Wulfhere Skull-splitter looked at him, wondering if he were being made sport of. A pointless sort of joke… but he trod the measure again-and stopped in bewilderment ere he reached the chain’s end.
“Twelve!” he announced, and paced on. “And… five more! Cormac! ‘Tis nigh half as long again as it was!”
“Right you are, Captain,” Veremund smiled. “Such is its property: the chain grows in fire. The longer since it was last so heated, the more it grows-whereby you will see there are limits to the wealth it can provide. A too-greedy man might even exhaust its powers.”
“Like that yarn of the goose that laid golden eggs.”
“Aye. One must be sparing, and cunning smiths and armourers such as I must have do not labour cheaply. Another reason why this curse on my harbour-tower is so dire. I have been seeking to increase Galicia’s seatrade, which has been worse than poor these last thirty years-and by Ertha!” The pagan oath slipped out unregarded. “Such as this business in the tower could ruin all!” Veremund grimaced, made his little throaty snuffing noise, and grew calm. “However, Motsognir’s Chain is still a bauble worth the having. And settles, methinks, any doubt as to whether I can properly gift those who do me service.”

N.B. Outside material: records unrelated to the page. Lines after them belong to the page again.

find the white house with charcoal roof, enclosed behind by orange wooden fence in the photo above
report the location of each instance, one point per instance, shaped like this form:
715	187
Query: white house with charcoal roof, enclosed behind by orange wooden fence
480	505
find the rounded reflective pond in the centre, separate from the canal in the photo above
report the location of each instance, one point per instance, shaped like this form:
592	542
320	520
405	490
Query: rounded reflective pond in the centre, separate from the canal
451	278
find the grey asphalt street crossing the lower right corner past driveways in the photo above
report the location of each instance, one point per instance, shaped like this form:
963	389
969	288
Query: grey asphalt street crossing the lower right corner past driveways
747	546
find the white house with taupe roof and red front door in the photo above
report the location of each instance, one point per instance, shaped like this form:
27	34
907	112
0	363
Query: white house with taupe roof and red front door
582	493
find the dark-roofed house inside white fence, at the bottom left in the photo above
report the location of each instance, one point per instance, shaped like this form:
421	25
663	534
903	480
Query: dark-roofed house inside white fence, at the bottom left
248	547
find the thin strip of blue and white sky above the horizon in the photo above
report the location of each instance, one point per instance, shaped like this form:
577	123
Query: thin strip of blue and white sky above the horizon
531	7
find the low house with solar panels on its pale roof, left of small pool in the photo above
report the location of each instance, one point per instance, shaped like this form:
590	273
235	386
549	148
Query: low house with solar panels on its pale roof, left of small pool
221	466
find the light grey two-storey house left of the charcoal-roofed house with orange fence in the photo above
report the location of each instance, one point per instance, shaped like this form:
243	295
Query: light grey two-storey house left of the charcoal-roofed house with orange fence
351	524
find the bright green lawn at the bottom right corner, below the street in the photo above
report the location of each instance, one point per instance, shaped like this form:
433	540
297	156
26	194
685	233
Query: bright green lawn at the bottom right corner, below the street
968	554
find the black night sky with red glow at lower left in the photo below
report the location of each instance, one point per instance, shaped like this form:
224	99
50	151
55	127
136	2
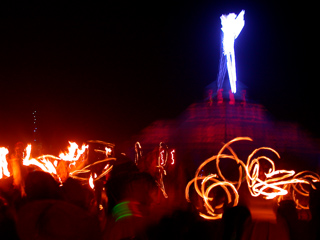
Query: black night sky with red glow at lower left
105	71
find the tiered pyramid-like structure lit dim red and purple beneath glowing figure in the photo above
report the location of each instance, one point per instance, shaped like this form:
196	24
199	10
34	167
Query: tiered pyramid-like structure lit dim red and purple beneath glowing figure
200	131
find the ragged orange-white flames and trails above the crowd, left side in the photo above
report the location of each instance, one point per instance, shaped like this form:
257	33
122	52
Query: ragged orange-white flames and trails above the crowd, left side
72	163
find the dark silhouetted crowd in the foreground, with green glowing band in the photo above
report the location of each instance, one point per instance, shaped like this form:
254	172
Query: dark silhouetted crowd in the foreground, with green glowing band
128	204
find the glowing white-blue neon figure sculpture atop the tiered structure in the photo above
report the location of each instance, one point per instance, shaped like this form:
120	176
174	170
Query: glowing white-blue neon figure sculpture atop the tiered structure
231	28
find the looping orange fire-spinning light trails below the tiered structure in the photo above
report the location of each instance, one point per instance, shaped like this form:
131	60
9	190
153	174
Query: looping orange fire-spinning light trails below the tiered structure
273	184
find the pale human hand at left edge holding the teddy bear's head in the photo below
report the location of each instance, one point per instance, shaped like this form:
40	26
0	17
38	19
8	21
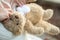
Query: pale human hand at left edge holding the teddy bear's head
5	11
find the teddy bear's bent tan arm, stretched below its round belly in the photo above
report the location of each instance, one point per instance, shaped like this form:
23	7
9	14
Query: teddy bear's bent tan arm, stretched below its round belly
33	29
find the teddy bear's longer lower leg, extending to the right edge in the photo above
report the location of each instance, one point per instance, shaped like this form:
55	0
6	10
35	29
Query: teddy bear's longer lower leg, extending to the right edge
49	28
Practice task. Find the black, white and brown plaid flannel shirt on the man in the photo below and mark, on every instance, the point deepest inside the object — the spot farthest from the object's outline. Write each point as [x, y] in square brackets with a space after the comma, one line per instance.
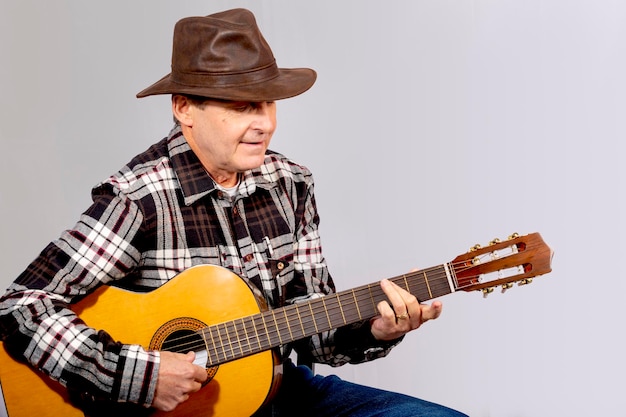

“My lord King understates,” Cormac said. “And impresses us much, as I daresay we show. Yet were it wise to show such treasure to outland pirates?”
He’s spoken the very thought the king had warned Irnic and Zarabdas not to utter, and he knew it. Yet this ought to be said thus plainly at the outset, and answered in the same way.
The king spoke. “Zarabdas.”
The mage’s hand rose to the winged solar disk that hung pendent on his chest. The while he stared at Cormac mac Art, who met that gaze. Numbness and darkening entered into his mind. He felt a sense of heaviness; a great weight seemed to grow in him, as if Motsognir’s chain had been looped about him invisibly, and that without pressing more on one part of his body than another. Like the chain, the sensation grew, a steady, increasing drag throughout his entire organism. Cormac’s very bowels sagged in his belly. His bones went leaden. The blood ceased to flow in his hands, pooling heavily in hands he could scarce lift. His heart laboured. The thought came, and with it horror: Any tyro sworder could take me now! He sweated. He struggled to move. His very bones seemed to have gone heavier and were dragging at his muscles, down, heavy, heavier… The inexorable weight rooted him to the floor and grew still stronger. The Gael gan tremble with the stark effort of merely standing upright.
“Cormac!” Wulfhere stormed. “What’s wrong, man?” He rounded on Zarabdas. “Ye scrawny wizard! Whate’er it is ye’re at, stop it now-else I’ll see your head this chain’s length apart from your body!”